2. Start the practice with the same warm-up every day. Kids are good at routine, and will thrive in an environment where they know exactly what is expected. Give them that routine to kick off each practice. I’ve seen coaches start with 10 minutes of backstroke turns everyday with a lot of success. I’ve heard of starting each practice with a 300 meter exercise: 100 Swim + 100 Kick + 100 Swim. You could do 10×25 Freestyle on 1 minute to start each practice. Whatever it is, keep it simple and consistent through the first few weeks.
3. Have fun with the kids. If you are not having fun, then they are not having fun…and when they are in a state of enjoyment, they will do well at the beginning stages of their sport.

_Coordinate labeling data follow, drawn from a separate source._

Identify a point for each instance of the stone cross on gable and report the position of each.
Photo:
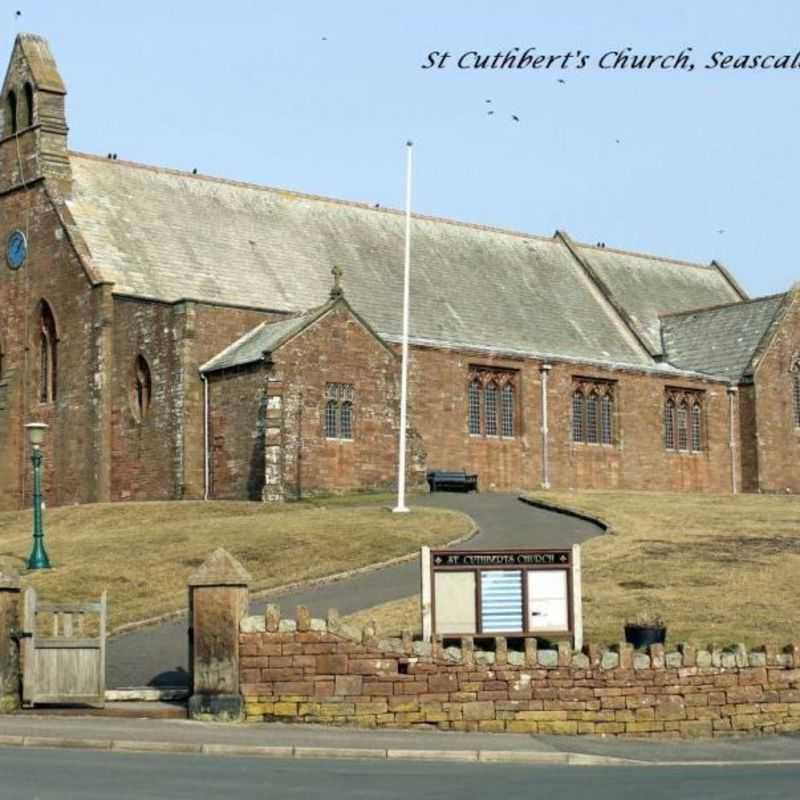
(336, 289)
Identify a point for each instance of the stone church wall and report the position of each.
(338, 349)
(319, 671)
(51, 272)
(161, 456)
(778, 439)
(237, 399)
(636, 460)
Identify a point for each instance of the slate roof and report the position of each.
(647, 287)
(264, 338)
(167, 235)
(721, 341)
(44, 71)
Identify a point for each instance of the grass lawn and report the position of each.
(717, 568)
(143, 553)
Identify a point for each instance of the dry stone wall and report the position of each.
(324, 671)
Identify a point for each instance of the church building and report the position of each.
(185, 336)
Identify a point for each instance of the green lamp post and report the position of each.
(38, 558)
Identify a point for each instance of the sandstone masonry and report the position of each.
(308, 670)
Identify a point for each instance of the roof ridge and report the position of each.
(747, 302)
(309, 196)
(677, 261)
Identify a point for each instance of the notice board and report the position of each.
(502, 593)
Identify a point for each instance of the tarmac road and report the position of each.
(157, 655)
(56, 775)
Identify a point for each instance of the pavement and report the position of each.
(287, 741)
(97, 775)
(157, 655)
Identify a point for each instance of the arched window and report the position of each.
(683, 426)
(606, 419)
(28, 116)
(796, 393)
(48, 354)
(346, 420)
(697, 427)
(490, 408)
(142, 389)
(578, 428)
(507, 410)
(331, 415)
(474, 407)
(669, 425)
(591, 418)
(11, 110)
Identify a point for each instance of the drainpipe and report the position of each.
(544, 369)
(204, 378)
(732, 391)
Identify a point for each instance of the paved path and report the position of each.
(157, 655)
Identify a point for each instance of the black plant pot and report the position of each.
(643, 635)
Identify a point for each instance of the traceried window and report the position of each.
(669, 424)
(796, 393)
(142, 389)
(683, 433)
(490, 408)
(48, 354)
(331, 415)
(339, 411)
(507, 428)
(606, 419)
(578, 427)
(591, 418)
(683, 420)
(346, 420)
(27, 119)
(593, 411)
(697, 427)
(491, 402)
(11, 110)
(474, 410)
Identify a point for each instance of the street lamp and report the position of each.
(38, 558)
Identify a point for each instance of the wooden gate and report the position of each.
(63, 652)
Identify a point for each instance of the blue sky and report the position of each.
(252, 91)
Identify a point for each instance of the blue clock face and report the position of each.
(16, 249)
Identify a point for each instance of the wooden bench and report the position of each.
(451, 480)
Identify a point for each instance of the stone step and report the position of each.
(130, 709)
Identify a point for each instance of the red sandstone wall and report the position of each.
(52, 272)
(778, 440)
(291, 672)
(237, 400)
(438, 403)
(161, 457)
(338, 349)
(637, 460)
(144, 453)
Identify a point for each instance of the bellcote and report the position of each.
(32, 112)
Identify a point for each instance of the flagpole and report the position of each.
(401, 467)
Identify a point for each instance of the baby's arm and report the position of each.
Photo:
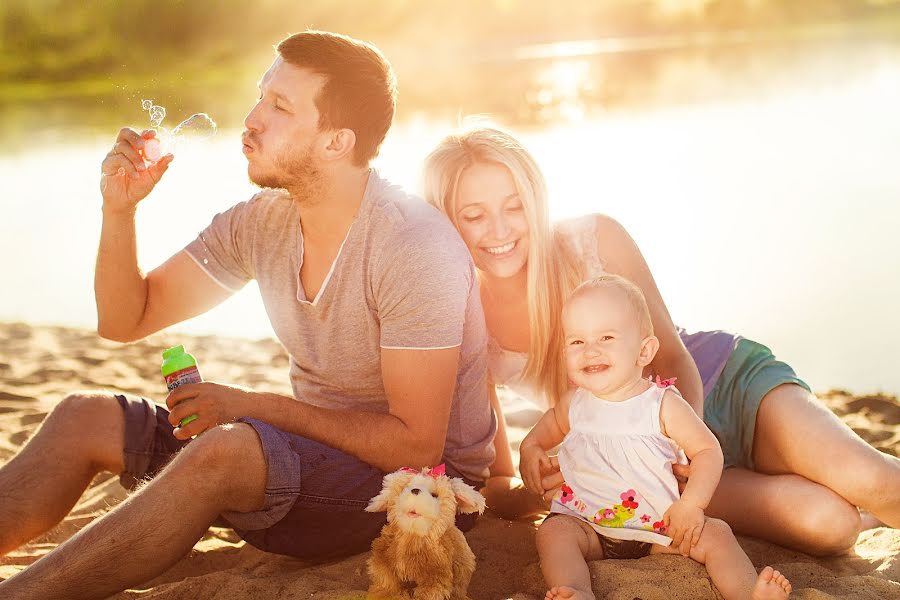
(547, 433)
(685, 517)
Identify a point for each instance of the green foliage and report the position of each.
(62, 47)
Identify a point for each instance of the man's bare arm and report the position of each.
(419, 385)
(131, 305)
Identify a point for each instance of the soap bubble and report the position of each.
(197, 127)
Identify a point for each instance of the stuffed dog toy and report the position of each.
(420, 545)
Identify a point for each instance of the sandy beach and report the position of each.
(39, 365)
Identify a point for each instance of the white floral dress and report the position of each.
(618, 466)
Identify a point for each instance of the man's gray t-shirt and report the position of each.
(402, 279)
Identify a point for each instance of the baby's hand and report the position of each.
(684, 522)
(533, 462)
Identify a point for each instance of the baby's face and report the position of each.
(603, 342)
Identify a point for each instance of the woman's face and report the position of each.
(491, 219)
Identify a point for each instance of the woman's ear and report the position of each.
(649, 348)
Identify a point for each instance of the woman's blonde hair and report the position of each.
(552, 272)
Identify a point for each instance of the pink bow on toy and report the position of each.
(439, 470)
(665, 382)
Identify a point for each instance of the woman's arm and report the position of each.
(502, 465)
(621, 256)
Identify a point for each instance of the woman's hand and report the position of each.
(212, 403)
(533, 464)
(684, 524)
(553, 480)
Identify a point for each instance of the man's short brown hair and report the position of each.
(360, 88)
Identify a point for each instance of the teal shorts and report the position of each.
(730, 408)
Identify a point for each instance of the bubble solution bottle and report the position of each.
(180, 368)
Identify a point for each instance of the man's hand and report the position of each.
(533, 464)
(684, 523)
(125, 177)
(212, 403)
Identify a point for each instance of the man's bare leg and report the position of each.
(223, 469)
(82, 436)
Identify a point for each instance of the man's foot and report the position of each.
(771, 585)
(564, 592)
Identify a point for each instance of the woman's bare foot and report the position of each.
(564, 592)
(869, 521)
(771, 585)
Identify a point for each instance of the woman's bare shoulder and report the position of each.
(591, 223)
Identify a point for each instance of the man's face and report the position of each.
(282, 136)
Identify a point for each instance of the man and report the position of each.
(370, 291)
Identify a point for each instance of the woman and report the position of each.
(795, 474)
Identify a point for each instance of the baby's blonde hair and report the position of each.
(633, 295)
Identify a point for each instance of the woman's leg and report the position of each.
(564, 545)
(795, 433)
(813, 471)
(789, 510)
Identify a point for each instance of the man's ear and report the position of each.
(649, 348)
(340, 143)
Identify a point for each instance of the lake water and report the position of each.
(775, 215)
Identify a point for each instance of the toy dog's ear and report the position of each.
(467, 499)
(392, 485)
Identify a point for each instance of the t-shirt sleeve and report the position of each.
(224, 250)
(423, 290)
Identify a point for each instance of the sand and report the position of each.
(39, 365)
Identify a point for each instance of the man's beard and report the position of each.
(296, 172)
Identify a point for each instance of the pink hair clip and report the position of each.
(437, 471)
(665, 382)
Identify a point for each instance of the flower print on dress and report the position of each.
(629, 499)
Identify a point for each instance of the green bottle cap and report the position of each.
(173, 351)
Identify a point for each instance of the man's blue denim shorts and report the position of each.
(315, 495)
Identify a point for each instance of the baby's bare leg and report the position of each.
(729, 568)
(564, 545)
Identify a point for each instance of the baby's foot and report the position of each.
(771, 585)
(564, 592)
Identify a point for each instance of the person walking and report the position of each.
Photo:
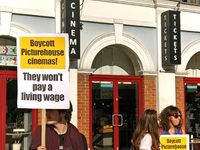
(171, 121)
(146, 134)
(60, 133)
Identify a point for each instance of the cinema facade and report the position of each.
(124, 62)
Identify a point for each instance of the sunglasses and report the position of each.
(176, 116)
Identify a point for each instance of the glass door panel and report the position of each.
(18, 121)
(128, 109)
(102, 111)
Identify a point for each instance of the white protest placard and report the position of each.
(43, 71)
(174, 142)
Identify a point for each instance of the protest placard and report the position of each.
(174, 142)
(43, 71)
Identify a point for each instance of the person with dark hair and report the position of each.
(171, 121)
(60, 133)
(146, 134)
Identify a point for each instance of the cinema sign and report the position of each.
(171, 47)
(70, 23)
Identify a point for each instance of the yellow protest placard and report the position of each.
(174, 142)
(42, 53)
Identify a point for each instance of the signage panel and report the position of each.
(170, 33)
(43, 71)
(70, 23)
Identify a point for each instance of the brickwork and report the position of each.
(83, 105)
(149, 92)
(180, 102)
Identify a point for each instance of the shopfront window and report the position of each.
(18, 121)
(115, 113)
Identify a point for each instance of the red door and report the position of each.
(116, 104)
(12, 118)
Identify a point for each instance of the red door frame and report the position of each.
(115, 78)
(3, 78)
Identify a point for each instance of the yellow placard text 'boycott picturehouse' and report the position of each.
(174, 142)
(42, 53)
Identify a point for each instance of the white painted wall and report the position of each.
(166, 90)
(73, 95)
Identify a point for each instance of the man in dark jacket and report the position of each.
(60, 133)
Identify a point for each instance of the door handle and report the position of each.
(117, 115)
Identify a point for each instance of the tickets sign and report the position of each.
(174, 142)
(43, 71)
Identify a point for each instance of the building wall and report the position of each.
(83, 105)
(149, 90)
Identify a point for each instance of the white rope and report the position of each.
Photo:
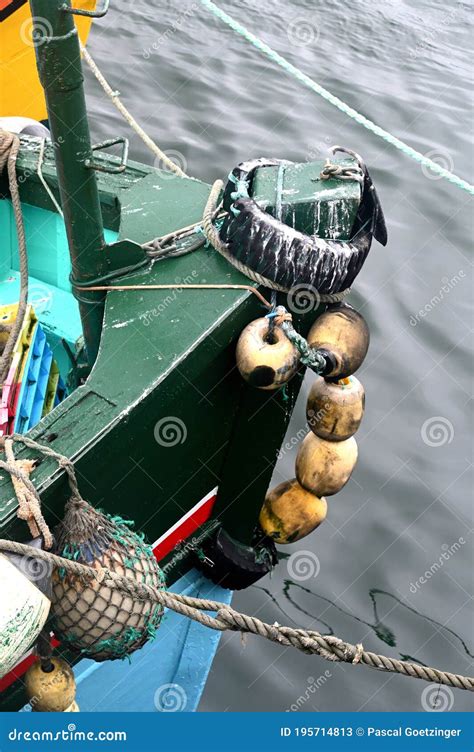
(114, 96)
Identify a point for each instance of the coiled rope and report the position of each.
(226, 618)
(335, 101)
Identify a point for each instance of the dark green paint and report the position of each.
(59, 67)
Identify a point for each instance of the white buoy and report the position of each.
(23, 613)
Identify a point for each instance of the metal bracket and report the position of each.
(89, 13)
(105, 145)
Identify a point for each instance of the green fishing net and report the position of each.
(90, 617)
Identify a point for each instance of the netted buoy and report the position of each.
(324, 467)
(265, 356)
(23, 613)
(334, 410)
(290, 512)
(343, 336)
(51, 690)
(99, 621)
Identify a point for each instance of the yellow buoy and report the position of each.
(334, 410)
(344, 335)
(266, 358)
(290, 512)
(51, 691)
(324, 467)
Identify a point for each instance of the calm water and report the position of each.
(211, 100)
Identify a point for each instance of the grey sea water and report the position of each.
(392, 565)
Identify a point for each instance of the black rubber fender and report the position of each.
(288, 257)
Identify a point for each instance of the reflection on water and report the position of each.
(382, 631)
(203, 93)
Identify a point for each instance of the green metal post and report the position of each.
(59, 67)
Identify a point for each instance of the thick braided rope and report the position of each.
(308, 641)
(212, 235)
(9, 146)
(29, 501)
(325, 94)
(114, 97)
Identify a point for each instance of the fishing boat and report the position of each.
(125, 360)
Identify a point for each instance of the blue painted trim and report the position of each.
(168, 674)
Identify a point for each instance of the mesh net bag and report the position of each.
(90, 617)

Find a way to make the sport fun for them…and be sure to smile at them every day!
Input provided by Coach Paul Yetter.
Coaching Young Swimmers
Coaching children (or beginner swimmers for that matter) is sometimes a paradox. Although by nature we are all able to “float/swim” right from birth – water is an unnatural element for us humans. So when it comes to working with the young swimmers to me it’s most important that they feel comfortable floating (moving) and breathing in the pool. The more they actually enjoy being in the pool, the “easier” your coaching is going to be.
That said, this obviously is more for children even younger than 8-11 but we have new kids in our sport at every age almost every day and this principle applies at any age. When it comes to “real coaching”, I believe the important things have been mentioned above by Coach Paul Yetter. If you want to prepare your young swimmers for competition, you need to make it your priority, to give them the tools they need to have fun (succeed).
Make sure they know how to do a dive, master the turns, streamline off each wall, work on their underwaters, and teach them the skills to swim all four strokes!
Input provided by Coach Nico Messer.
– Two Paths to Success by Glenn Mills on GoSwim.tv
– When is it time to throw your practice in the trash? by Glenn Mills on GoSwim.tv
Leave a comment below and join the discussion and let us know what you think is most important when coaching swimmers aged 8-11.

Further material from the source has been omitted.